# I don't think reptiles should be kept as pets



## DLLNP (Sep 5, 2015)

https://youtu.be/WOIqCCRIUu4

Thanks for watching

-D


----------



## Zincubus (Sep 6, 2010)

I was nearly put off by the thread title but I'm always interested in somebody else's opinion - on anything. Sadly the internet , in general , is full of blinkered opinionated people which really frustrates me .

What a refreshingly fascinating, uplifting, inspiring viewpoint !!

Absolutely wonderful video as well .. 

I found myself agreeing with just about EVERYTHING you said !

Fascinating !!

PS
All my 14 snakes have always been kept in vivs with hiding places , branches , foliage and bark pieces .... I spend ages trying to convert people away from TUBS and a water dish but there are thousands who argue in favour of them ... 

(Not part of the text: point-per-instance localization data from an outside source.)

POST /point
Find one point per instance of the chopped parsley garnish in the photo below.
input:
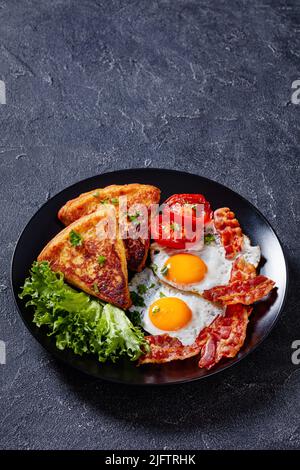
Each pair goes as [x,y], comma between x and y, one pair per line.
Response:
[154,267]
[164,270]
[155,309]
[101,260]
[75,238]
[134,217]
[209,238]
[137,300]
[95,287]
[142,288]
[174,226]
[135,317]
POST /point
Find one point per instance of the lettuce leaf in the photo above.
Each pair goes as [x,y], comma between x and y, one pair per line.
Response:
[78,321]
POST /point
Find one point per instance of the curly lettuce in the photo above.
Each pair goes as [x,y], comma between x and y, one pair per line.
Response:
[78,321]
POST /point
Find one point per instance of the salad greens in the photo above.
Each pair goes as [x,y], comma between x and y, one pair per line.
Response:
[78,321]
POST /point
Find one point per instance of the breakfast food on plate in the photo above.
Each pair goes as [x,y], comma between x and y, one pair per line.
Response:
[163,309]
[192,299]
[86,203]
[197,271]
[96,266]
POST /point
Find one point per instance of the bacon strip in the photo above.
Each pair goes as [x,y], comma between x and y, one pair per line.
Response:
[229,230]
[164,348]
[245,292]
[242,270]
[223,338]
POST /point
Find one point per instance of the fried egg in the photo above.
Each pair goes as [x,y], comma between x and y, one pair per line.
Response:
[196,271]
[164,309]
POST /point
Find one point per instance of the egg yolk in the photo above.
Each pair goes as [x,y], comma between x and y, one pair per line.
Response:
[185,268]
[170,313]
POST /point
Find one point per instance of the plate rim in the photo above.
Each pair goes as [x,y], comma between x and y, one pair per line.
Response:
[153,384]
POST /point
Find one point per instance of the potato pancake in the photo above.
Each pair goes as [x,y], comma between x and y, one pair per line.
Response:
[97,266]
[87,203]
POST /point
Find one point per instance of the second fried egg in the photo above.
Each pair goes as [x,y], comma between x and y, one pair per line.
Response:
[196,271]
[163,309]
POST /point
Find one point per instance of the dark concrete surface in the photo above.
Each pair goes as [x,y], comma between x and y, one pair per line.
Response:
[202,86]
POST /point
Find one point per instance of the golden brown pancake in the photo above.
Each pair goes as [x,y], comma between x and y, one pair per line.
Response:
[97,266]
[87,203]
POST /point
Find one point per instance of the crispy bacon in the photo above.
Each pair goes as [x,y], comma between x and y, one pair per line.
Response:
[164,348]
[223,338]
[242,270]
[245,292]
[229,230]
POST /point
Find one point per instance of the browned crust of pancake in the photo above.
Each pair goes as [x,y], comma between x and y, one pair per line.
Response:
[80,265]
[87,203]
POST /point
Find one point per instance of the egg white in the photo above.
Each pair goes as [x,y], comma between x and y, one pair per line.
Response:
[203,311]
[218,266]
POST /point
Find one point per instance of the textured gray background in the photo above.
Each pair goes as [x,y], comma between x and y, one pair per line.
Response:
[202,86]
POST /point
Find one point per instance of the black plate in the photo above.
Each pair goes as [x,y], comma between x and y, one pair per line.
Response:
[44,225]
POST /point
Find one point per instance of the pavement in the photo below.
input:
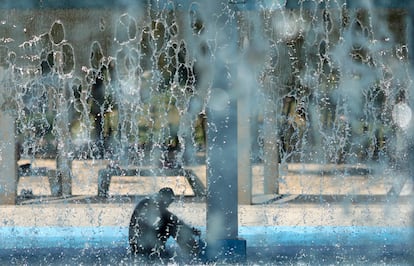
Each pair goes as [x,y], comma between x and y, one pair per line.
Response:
[323,215]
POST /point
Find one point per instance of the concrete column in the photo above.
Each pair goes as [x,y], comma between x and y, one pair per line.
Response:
[8,164]
[244,149]
[63,161]
[222,147]
[222,173]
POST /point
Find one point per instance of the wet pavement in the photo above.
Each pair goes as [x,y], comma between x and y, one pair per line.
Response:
[359,224]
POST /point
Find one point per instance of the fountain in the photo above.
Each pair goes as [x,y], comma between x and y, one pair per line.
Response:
[316,93]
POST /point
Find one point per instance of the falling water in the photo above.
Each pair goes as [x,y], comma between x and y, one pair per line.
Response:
[328,92]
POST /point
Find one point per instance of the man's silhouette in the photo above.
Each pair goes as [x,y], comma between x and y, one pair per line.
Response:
[152,224]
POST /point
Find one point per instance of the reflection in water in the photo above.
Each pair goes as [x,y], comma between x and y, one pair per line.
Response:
[99,95]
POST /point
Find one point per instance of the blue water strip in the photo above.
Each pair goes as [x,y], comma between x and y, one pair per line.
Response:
[256,236]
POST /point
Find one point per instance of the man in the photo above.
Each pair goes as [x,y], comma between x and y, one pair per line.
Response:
[152,224]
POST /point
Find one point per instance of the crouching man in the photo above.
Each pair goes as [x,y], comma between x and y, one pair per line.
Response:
[152,224]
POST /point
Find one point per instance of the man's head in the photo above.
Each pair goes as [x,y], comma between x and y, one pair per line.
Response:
[165,197]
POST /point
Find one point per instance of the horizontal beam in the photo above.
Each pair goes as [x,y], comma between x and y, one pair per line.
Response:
[184,4]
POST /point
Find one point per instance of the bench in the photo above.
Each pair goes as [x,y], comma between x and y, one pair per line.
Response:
[105,175]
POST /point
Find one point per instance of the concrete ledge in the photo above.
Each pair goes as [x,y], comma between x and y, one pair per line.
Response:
[21,237]
[274,244]
[226,251]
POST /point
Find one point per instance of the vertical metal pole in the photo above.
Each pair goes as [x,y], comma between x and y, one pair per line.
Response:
[8,163]
[63,162]
[222,159]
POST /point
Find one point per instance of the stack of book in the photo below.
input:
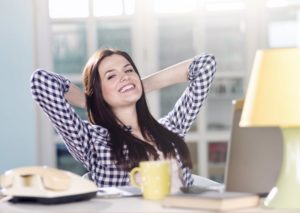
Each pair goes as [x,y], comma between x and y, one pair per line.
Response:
[212,200]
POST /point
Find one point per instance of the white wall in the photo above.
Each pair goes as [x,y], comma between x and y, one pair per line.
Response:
[17,115]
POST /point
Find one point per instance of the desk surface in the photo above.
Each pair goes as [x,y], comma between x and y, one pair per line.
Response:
[116,205]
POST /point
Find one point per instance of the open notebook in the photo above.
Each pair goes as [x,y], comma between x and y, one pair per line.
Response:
[254,156]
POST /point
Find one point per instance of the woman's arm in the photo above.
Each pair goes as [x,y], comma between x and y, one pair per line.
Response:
[177,73]
[75,96]
[200,75]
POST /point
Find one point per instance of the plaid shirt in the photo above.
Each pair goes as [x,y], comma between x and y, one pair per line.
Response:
[89,143]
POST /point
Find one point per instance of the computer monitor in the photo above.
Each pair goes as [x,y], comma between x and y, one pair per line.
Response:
[254,156]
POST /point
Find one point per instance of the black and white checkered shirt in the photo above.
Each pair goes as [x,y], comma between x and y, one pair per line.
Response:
[88,143]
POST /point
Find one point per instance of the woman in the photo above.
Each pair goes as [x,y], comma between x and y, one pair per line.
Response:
[121,132]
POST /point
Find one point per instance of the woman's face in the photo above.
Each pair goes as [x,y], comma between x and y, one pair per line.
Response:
[121,85]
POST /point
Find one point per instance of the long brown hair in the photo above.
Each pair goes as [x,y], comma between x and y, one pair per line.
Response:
[100,113]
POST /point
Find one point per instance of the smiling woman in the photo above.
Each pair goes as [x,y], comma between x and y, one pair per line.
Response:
[120,131]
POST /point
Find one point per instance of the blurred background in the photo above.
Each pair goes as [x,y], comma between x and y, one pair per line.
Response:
[60,35]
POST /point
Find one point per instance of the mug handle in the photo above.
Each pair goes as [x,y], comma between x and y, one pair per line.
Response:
[132,176]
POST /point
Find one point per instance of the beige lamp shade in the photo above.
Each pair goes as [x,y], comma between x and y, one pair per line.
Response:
[273,95]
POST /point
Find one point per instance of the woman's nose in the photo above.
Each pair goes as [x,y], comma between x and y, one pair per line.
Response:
[124,77]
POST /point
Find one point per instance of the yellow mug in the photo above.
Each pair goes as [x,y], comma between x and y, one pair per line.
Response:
[155,179]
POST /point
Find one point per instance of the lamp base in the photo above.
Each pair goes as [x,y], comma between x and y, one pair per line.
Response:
[286,193]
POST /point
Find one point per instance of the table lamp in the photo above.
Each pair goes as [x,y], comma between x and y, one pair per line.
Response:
[273,99]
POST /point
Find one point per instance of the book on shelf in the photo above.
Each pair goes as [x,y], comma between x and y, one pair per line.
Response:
[212,200]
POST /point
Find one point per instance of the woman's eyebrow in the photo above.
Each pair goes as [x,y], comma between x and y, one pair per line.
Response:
[112,70]
[127,65]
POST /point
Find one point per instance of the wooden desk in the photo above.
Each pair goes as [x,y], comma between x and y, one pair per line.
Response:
[116,205]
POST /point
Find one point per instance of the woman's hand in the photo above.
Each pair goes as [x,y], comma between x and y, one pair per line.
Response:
[171,75]
[75,96]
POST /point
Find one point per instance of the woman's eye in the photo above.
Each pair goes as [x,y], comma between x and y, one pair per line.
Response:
[130,70]
[110,77]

Sent from my iPhone using Tapatalk


----------



## DLLNP (Sep 5, 2015)

Thanks a lot for the kind words! Yes... I must admit the title is dangerously close to being clickbait haha

I am very happy you feel the same way, I spent quite some time thinking this through so I am glad the message is connecting with others in the hobby!


----------



## Zincubus (Sep 6, 2010)

DLLNP said:


> Thanks a lot for the kind words! Yes... I must admit the title is dangerously close to being clickbait haha
> 
> 
> 
> I am very happy you feel the same way, I spent quite some time thinking this through so I am glad the message is connecting with others in the hobby!




Maybe you can post some links in this thread ... to your site / blog / videos etc

I watched your video on my mobile via TapaTalk but saw no way of linking/ liking or following ..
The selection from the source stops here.